The driveway stays wet and riveted. The deer come out here along our pasture, where my daddy keeps Sadie, his big baby Clydesdale. She makes his 6 feet and 6 inches seem nearly small. My boys think they’re both giants.
Going home to Alabama isn’t easy. So much of my heart has denied how Arkansas really is home, how Seth really is home, how my Jesus prepares one so beautifully for me. When I go back, I remember the life I lived there, certain people and houses, and I’m mortified and humbled. I want to crawl somewhere and hide. My nature is wild as kudzu.
We’re all older now. My parents have 5 grandsons. It’s funny how I thought they knew everything they were going to know. As a kid, I didn’t realize how they would continue to learn, to lead us better. I never planned to see such grace in them because they know the old me that sometimes creeps up and confuses herself with the new me. Home is the last place I let myself experience grace, and it seems, too, that it’s the last place I give grace.
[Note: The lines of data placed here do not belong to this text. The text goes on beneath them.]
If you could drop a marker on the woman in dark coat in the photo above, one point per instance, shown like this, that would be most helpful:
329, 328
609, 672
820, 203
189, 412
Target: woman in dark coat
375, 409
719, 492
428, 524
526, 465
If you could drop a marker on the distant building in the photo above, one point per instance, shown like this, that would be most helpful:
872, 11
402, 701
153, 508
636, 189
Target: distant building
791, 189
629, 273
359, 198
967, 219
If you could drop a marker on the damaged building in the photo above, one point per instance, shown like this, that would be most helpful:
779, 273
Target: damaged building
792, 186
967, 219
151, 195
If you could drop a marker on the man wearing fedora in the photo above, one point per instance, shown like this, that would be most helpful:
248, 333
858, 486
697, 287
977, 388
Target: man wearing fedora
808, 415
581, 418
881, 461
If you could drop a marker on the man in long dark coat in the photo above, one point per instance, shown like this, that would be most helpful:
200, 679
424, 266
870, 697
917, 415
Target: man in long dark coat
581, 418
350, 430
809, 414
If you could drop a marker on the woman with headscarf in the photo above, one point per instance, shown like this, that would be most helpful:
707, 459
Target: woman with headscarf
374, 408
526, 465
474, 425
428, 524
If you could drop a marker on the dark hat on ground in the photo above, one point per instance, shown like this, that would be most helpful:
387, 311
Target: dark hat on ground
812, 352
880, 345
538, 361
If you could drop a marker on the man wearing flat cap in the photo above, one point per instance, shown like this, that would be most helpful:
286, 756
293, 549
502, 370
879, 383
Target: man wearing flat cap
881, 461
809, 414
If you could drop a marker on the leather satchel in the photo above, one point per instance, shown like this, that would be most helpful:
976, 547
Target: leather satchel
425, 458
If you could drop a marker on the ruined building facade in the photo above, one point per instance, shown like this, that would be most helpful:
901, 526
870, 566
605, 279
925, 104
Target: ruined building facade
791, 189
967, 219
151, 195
I’m learning how it all has to do with what we believe about forgiveness. Am I really forgiven? Are they?
I believe the answer is Yes.
- November 2, 2009
- 12 Comments
- 0
- grace, home
Fiona
November 2, 2009I believe Yes too. How beautifully written.
xx
mandie
November 2, 2009Absolutely YES! :)
Audra
November 2, 2009Nothing quite as hard and wonderful as your childhood home! I love knowing that my kids are building their own memories of Grandma's house just like I did as a child.
Boy Crazy (@claritychaos)
November 2, 2009'Home is the last place I let myself experience grace, and it seems, too, that it’s the last place I give grace.' I hear you. When my four sisters and I end up back home at the same time, I swear we revert to the way things were when we were there. I know you're getting at more than that here, but that was just a touch of what that part means to me.
Jo@Mylestones
November 2, 2009I completely and entirely know what you mean. My parents no longer live where "home" was, but I still have that grace withholding problem whenever I'm back among the familiar faces. Like Boy Crazy said, I always revert a bit (so do my siblings) and then I marvel (like you) at how home--and the best Me possible--really is with my husband and children.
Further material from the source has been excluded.